Screening for type 2 diabetes should be done in all asymptomatic adults who are overweight or obese (BMI > 23 in Asians) and who have one or more diabetes risk factors including:

-Physical inactivity

-First degree relative with diabetes

-Women who delivered a baby > 9 pounds (4 kg) or were diagnosed with gestational diabetes i.e. diabetes in pregnancy.

-High dense lipoprotein cholesterol (HDL-C) < 35 mg/dl +/- triglycerides TG > 250mg/dl

-Hypertension (> 140/90 mm Hg or on therapy)

-HbA1C >5.7%, impaired fasting glucose (fasting blood glucose between 100 and 126 mg %) or impaired glucose tolerance (post prandial blood glucose between 140 and 200 mg %) on previous testing

-Conditions associated with insulin resistance (e.g. Severe obesity, acanthosis nigrans, polycystic ovarian syndrome)

-Cardiovascular disease history

For all other patients, testing should begin at age 45. If results are normal, testing should be repeated at a minimum of three-year intervals with more frequent testing depending on initial results and risk status.

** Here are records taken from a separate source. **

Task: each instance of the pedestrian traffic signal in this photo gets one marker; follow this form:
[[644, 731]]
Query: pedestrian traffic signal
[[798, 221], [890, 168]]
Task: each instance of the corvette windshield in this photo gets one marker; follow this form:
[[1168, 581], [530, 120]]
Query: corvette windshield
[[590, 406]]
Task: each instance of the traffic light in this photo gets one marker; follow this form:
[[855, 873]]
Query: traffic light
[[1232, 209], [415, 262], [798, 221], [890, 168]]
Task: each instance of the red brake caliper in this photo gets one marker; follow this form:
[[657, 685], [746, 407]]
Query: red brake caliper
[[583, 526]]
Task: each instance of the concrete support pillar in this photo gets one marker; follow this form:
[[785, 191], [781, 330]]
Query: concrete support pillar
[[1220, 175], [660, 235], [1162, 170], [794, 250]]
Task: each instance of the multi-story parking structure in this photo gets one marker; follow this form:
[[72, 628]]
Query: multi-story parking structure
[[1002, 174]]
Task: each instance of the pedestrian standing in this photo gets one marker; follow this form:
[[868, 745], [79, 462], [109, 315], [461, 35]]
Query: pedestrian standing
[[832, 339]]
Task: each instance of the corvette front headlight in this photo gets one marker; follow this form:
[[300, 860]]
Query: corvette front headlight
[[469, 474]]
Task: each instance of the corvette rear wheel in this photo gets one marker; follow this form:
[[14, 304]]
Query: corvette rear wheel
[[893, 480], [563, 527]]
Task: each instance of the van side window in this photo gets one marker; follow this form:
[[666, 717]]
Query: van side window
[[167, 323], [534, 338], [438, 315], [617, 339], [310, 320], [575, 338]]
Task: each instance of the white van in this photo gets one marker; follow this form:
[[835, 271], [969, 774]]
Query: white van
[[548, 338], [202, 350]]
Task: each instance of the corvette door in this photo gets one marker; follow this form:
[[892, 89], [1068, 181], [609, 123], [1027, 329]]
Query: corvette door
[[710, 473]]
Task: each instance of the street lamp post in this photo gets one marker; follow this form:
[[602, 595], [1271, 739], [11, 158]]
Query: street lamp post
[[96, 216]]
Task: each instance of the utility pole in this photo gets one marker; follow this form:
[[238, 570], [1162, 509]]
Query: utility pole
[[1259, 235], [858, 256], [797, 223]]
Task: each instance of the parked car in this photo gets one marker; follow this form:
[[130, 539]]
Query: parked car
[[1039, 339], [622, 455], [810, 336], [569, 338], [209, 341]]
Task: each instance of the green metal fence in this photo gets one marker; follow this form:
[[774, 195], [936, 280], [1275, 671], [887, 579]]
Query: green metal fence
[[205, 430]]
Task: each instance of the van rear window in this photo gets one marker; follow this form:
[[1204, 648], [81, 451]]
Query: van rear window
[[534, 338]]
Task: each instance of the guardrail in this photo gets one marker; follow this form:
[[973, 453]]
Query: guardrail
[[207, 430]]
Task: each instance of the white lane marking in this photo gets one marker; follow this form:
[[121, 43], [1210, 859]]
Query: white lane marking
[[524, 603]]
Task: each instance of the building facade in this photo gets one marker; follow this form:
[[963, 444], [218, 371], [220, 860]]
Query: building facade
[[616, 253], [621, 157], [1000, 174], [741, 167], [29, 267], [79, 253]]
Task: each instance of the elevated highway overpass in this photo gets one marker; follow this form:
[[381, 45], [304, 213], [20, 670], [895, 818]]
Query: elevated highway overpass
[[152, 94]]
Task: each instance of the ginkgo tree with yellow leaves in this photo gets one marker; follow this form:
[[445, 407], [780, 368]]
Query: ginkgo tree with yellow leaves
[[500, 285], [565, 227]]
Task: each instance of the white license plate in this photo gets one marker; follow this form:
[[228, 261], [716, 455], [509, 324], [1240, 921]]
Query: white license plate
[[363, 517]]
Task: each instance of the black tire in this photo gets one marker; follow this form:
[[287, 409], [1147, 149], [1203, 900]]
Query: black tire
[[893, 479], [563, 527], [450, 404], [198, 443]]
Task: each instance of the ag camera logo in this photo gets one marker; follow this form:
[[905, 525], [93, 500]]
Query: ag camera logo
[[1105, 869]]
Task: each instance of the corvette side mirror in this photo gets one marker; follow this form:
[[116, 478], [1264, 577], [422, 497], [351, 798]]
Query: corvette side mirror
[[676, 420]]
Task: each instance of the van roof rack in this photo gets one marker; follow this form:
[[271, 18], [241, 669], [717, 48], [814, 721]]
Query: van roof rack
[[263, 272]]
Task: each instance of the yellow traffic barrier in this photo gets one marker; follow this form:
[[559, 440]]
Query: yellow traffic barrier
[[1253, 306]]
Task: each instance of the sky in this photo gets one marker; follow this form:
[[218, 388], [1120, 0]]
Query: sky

Preventing type 2 diabetes:

You will not develop type 2 diabetes automatically if you have prediabetes. For some people with prediabetes, early treatment can actually return blood sugar levels to the normal range.

Research shows that you can lower the risk for type 2 diabetes by 58% by:

1. Losing 7% of your bodyweight

2. Exercising moderately (such as brisk walking) 30 minutes a day, five days a week

Complications of uncontrolled diabetes:

Diabetes type 1 or type 2, if uncontrolled, can affect multiple organ systems. Grossly diabetic complications are classified as microvascular and macrovascular. Microvascular complications include diabetic retinopathy affecting vision, diabetic nephropathy affecting kidneys leading on to chronic kidney disease, kidney failure and ultimately dialysis or renal transplantation. Another important diabetic microvascular complication is diabetic neuropathy affecting peripheral nerves. It can be painful in early stages and at later stages it is painless leading to a decreased sensation of feet. Diabetic neuropathy is the most important risk factor for foot ulcerations, gangrene and foot amputation in diabetic population. Macrovascular complications of uncontrolled diabetes include myocardial infraction (heart attacks), cerebrovascular accidents (brain stroke), peripheral vascular disease(PVD). Other complications of uncontrolled diabetes include increased susceptibility to infections (skin, sinuses, lungs, urinary tract, nails) heart failure, early cataract, sudden cardiac death.